DOE ignored these questions, even when asked directly at the forum. It is amazing to watch DOE do this. It diverts, clouds the facts, acts confused, and gaslights. If you have questions, you’ll have the opportunity to ask them by attending on July 30.
This is frustrating but useful. DOE clearly doesn’t want its plans made public, which people might protest.
DOE is famous for not sharing what it’s planning. NGOs fought for community forums so people would have a way to confront DOE publicly and we ask you to use them. They are your tools for knowing what DOE has planned for you. The next community forum will be on July 30.

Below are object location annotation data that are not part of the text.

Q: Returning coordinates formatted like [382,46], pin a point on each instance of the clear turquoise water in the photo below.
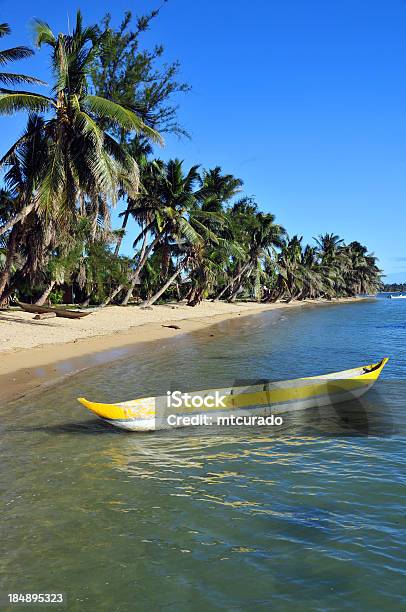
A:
[310,516]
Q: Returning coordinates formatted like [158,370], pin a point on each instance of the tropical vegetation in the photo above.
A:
[89,146]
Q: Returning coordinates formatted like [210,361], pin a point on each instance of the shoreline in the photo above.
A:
[30,369]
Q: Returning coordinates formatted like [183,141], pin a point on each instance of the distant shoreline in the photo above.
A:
[40,354]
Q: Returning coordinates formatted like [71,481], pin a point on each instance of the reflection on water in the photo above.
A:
[216,518]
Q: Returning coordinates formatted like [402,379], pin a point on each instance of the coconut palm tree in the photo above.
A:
[257,234]
[83,156]
[12,55]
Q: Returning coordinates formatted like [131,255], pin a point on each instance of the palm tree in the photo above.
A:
[12,55]
[26,168]
[257,234]
[83,156]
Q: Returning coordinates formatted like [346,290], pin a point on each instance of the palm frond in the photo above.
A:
[120,115]
[11,102]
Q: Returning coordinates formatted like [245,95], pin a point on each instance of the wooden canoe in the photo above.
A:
[152,413]
[60,312]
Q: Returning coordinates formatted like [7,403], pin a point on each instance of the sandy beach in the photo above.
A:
[38,353]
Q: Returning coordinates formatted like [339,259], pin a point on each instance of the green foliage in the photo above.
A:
[86,145]
[56,296]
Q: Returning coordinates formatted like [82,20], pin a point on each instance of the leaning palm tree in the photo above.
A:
[83,156]
[12,55]
[162,208]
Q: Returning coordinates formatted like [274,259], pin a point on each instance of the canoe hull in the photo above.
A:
[152,414]
[60,312]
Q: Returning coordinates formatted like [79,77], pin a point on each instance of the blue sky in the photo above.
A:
[305,101]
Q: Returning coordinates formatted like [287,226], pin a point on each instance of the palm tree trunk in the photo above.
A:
[162,290]
[19,217]
[136,276]
[234,294]
[136,273]
[233,280]
[11,250]
[123,226]
[46,293]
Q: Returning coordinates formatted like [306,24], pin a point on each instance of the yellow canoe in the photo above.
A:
[212,405]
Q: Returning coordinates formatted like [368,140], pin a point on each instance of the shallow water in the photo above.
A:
[310,515]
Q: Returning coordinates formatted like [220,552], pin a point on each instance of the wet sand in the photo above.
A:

Dangers of Legacy Waste at LANL
New Mexicans are at risk from nuclear waste that sits in the forest at Los Alamos National Labs (LANL). This highly radioactive waste is in canvas tents in a wildfire zone. It should be moved to the Waste Isolation Pilot Plant (WIPP), which the federal government has already agreed to do. WIPP is the appropriate place to store radioactive waste because it’s not vulnerable to natural disasters.
Radiation in the drums comes from plutonium-239. When released in a fire, plutonium is vaporized into tiny particles and inhaled. Particles remain in the lungs, irradiating cells for years. The Nobel Prize winning group, International Physicians for the

Prevention of Nuclear War, says that there is no safe level of plutonium and that, when inhaled as particles, it causes cancer 100% of the time.

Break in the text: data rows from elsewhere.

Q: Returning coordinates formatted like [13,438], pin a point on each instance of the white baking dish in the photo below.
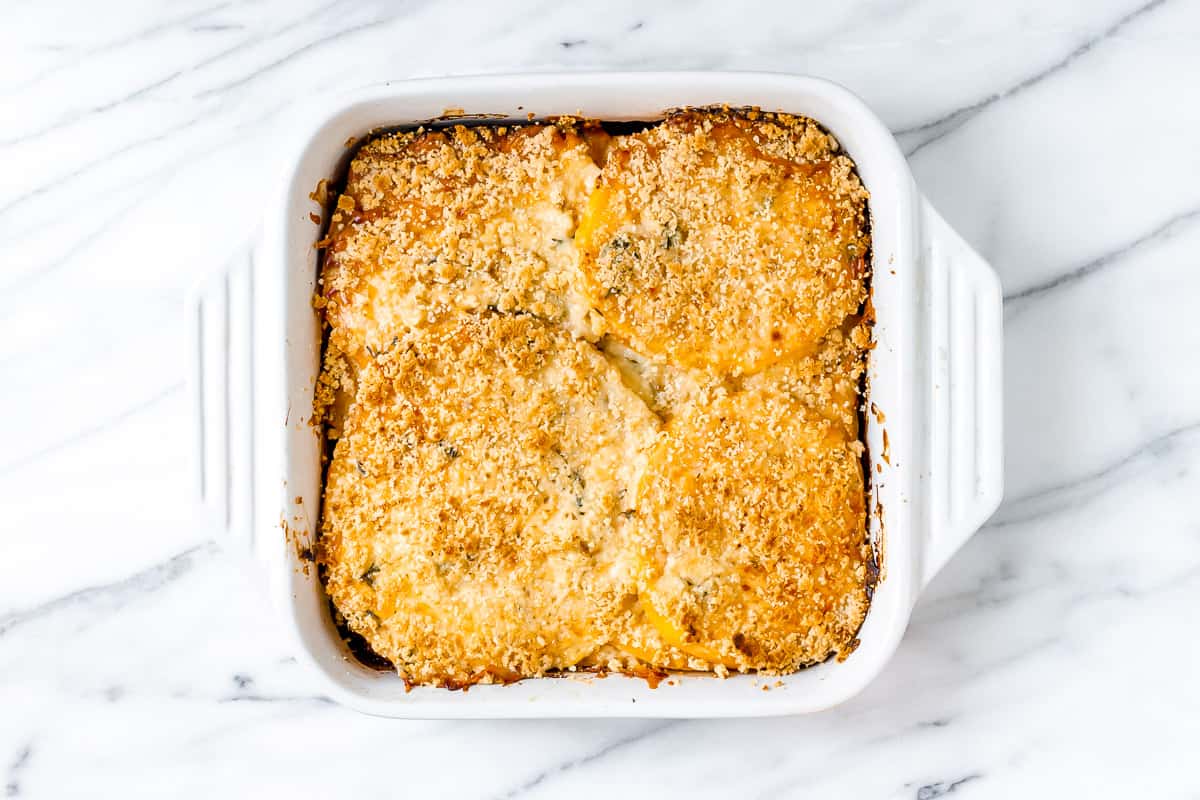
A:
[935,377]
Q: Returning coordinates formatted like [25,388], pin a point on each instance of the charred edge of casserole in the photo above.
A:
[331,188]
[864,411]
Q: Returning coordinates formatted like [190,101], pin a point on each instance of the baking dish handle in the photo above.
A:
[965,433]
[220,319]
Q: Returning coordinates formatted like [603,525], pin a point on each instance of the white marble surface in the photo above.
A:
[1056,655]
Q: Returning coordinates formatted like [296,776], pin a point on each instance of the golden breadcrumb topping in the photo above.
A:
[594,398]
[724,241]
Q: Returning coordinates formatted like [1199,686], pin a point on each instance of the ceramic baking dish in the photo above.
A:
[934,435]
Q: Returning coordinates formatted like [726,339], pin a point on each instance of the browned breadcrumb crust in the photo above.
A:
[725,241]
[595,398]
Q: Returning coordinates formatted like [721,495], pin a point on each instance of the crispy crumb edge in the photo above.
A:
[324,405]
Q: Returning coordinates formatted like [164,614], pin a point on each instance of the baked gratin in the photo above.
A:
[593,398]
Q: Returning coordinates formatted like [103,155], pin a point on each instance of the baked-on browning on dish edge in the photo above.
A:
[593,398]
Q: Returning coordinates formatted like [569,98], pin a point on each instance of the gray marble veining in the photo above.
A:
[1054,656]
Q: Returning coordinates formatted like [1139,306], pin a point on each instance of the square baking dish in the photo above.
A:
[934,391]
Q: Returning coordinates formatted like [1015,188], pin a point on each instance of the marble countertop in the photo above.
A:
[138,656]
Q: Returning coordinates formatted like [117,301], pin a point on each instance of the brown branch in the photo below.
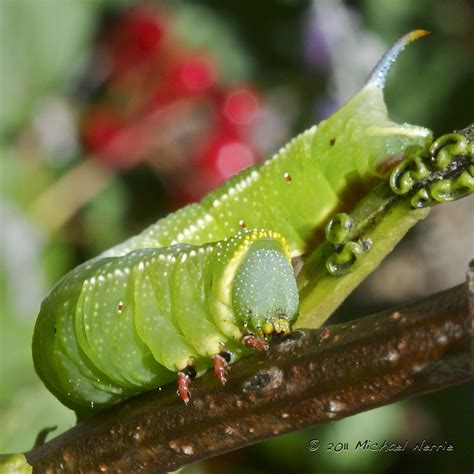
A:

These particles would blanket northern New Mexico. A report by Sandia Labs states that particulate plutonium is almost impossible to clean up, so a release would permanently contaminate the land. Buildings would need to be abandoned; you couldn’t live in your home or sell it and there is no insurance, public or private, to protect you against radioactive contamination. The contaminated land would still be heartbreakingly beautiful but would have to be seen at a distance because you couldn’t go there. The Land of Enchantment would become the Land of Contaminants.
In the last 50 years, forest fires have almost reached this waste four times. Climate change makes fires more likely, and the federal cuts in forest service personnel further reduces our ability to respond to them.

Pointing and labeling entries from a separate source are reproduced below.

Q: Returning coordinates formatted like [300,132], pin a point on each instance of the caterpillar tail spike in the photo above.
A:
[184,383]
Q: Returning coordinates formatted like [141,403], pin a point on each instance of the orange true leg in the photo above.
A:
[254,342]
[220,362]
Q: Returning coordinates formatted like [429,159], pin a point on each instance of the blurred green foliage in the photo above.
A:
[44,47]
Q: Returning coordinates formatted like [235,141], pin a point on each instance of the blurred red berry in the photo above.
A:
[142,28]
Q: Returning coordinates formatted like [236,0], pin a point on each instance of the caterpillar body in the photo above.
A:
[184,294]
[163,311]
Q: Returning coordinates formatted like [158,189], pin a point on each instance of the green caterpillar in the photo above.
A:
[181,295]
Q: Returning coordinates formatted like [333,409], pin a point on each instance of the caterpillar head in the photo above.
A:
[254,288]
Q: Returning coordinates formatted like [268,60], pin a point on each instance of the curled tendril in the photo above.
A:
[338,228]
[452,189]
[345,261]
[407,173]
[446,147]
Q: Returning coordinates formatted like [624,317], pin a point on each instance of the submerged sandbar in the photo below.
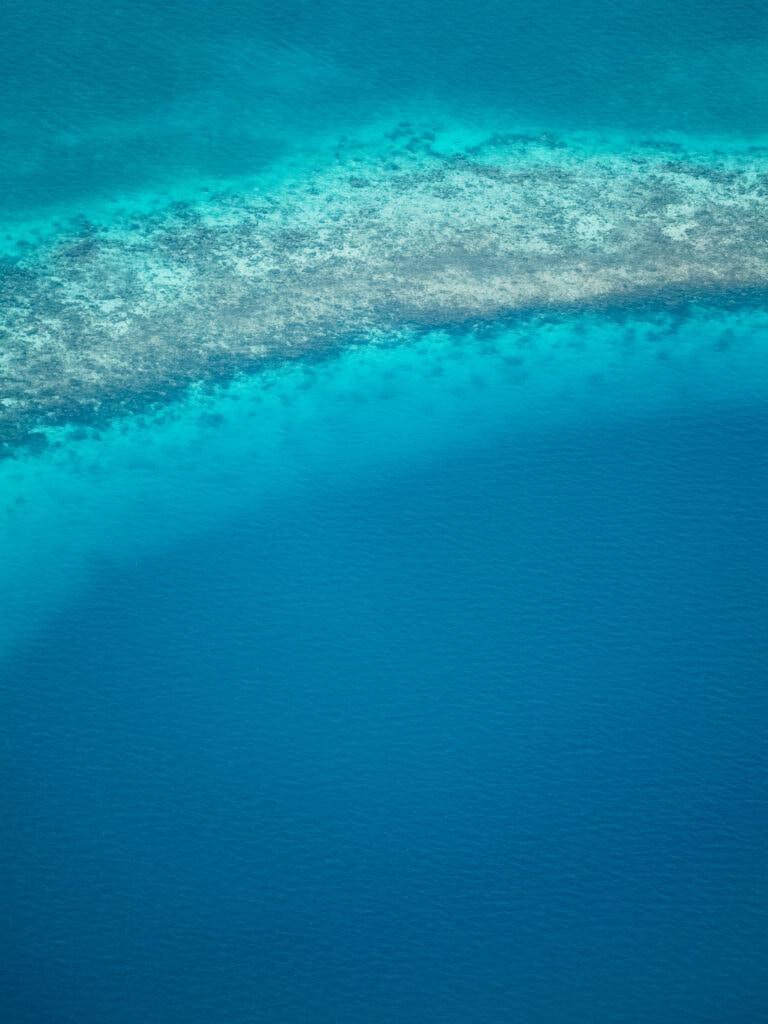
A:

The good news is that we can avoid this disaster. New Mexico can require the Department of Energy (DOE) to move the waste to WIPP before a catastrophe occurs. New Mexico’s Governor and Environment Department (NMED) have the authority and tools to make DOE move the waste now. Join us in pressuring the state to protect us. We have nothing to lose but our land and health.
Join us. Get involved!
Mini Info Lesson You Can Tell Those Who Ask:

Our community is in danger because nuclear waste sits, unprotected on the mountain at LANL, in canvas tents in a wildfire zone. They’ve almost been reached by fires and would blanket northern NM if they are. The inept Department of Energy (D.O.E.zo the Clown) needs to move the waste to a safer, underground repository and the governor can make this happen, but she needs to hear from us.